LA BATTAGLIA CONTRO SHENGAL si è data nuovi mezzi lo scorso 9 ottobre con un accordo bilaterale (con la supervisione turca) tra Erbil e Baghdad e che ha escluso l’autonomia ezida: alla base sta il disarmo delle forze di autodifesa maschili e femminili, le Ybs e le Yjs, ma anche la nomina di un nuovo sindaco (quello «ufficiale» è in esilio a Duhok) e vaghi piani di ricostruzione. Tutto in mano a Iraq e Kurdistan iracheno. «Sulla nostra testa pesa il mancato riconoscimento del governo autonomo – spiega Leyla Kasim, la co-presidente dell’amministrazione – Gli altri governi vogliono tornare qui come se nel frattempo non ci fosse stato alcun massacro e come se non fossero fuggiti invece di difenderci. Non ci hanno coinvolto nel loro accordo. La nostra richiesta è chiara: vogliamo uno status ufficiale per Shengal».

Nella sala al secondo piano dell’amministrazione, a poca distanza dalle macerie della città vecchia, la co-presidente ci accoglie insieme ai responsabili, uomini e donne, di alcuni dei comitati creati per la gestione dei vari aspetti della vita politica e sociale ezida: i comitati ai giovani, alla cultura, alla salute, alla scuola. «Alla base della nostra autogestione c’è l’Assemblea del popolo creata subito dopo il massacro. L’amministrazione è stata invece creata nel 2017. L’obiettivo è prendersi cura della nostra società, difenderla da altri potenziali massacri e ascoltare le sue richieste».

Il sistema è molto simile a quello del vicino Rojava. «L’amministrazione si riunisce ogni mese per affrontare i temi e le priorità individuate dall’Assemblea del popolo», continua Kasim. «Sulle montagne abbiamo seminato quello che vedete oggi – aggiunge Masad, responsabile del comitato alla cultura – Abbiamo creato i primi gruppi di formazione e le forze di autodifesa. Oggi dobbiamo tutelare quel sistema». Che in qualche modo, ci spiegano nella grande sala circolare bianca e viola dove si riunisce l’Assemblea, riprende caratteristiche ataviche della comunità ezida: la condivisione e la cooperazione, la messa in comune dei mezzi, soprattutto in agricoltura, l’ecologia, i riflessi di un antico «matriarcato».
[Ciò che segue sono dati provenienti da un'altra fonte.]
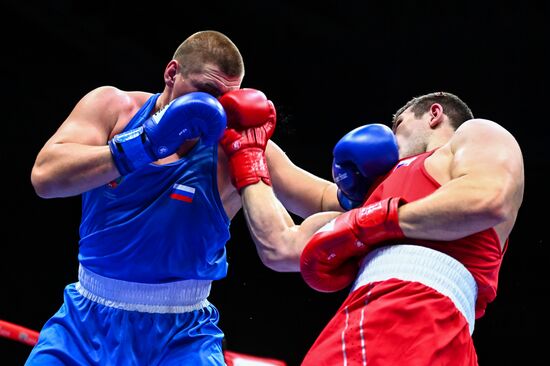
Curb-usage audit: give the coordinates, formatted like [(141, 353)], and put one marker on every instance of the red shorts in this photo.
[(394, 322)]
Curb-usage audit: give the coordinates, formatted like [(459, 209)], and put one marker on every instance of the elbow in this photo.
[(280, 260), (43, 186)]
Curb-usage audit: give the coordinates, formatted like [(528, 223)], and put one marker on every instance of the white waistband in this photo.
[(172, 297), (420, 264)]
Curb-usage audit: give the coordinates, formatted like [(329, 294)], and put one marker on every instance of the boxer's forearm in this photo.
[(279, 241), (68, 169)]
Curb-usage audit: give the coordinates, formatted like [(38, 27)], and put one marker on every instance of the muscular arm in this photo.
[(77, 158), (300, 192), (279, 241), (485, 188)]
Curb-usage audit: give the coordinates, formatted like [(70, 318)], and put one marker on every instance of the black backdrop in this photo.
[(328, 67)]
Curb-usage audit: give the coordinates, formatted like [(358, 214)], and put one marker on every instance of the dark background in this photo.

SI OPERA COME UNA PIRAMIDE. Alla base stanno le assemblee (tutte con due co-presidenti, una donna e un uomo) dei quartieri e quelle dei villaggi che nominano rappresentanti all’Assemblea del popolo. Sono 73 membri, uno per ogni massacro subito nella storia dagli ezidi. Così nascono le leggi interne, si ascoltano le esigenze e si cerca una soluzione.

Intanto sul monte Sinjar, il rifugio di ieri e l’amico di oggi, tra i terrazzamenti agricoli e le tende che ancora ospitano migliaia di sfollati, riposano i corpi dei martiri. Nel cimitero, ben curato, file di tombe bianche danno un nome a chi è morto per liberare Shengal ma anche le città irachene e della vicina Rojava. Ci sono le date di nascita e di morte, il luogo in cui sono caduti. Alcune lapidi sono avvolte in una kefiah. Un piccolo gruppo di anziani, membri dell’associazione dei familiari dei martiri, sintetizza il dolore: «Non vogliamo che tutto quello che è nato dal sangue e il sacrificio, l’autonomia, l’Assemblea del popolo, l’autodifesa, svanisca», dice la madre di un giovane ucciso a Serekaniye. Un bambino si abbraccia al nonno. Lui ha perso il suo papà.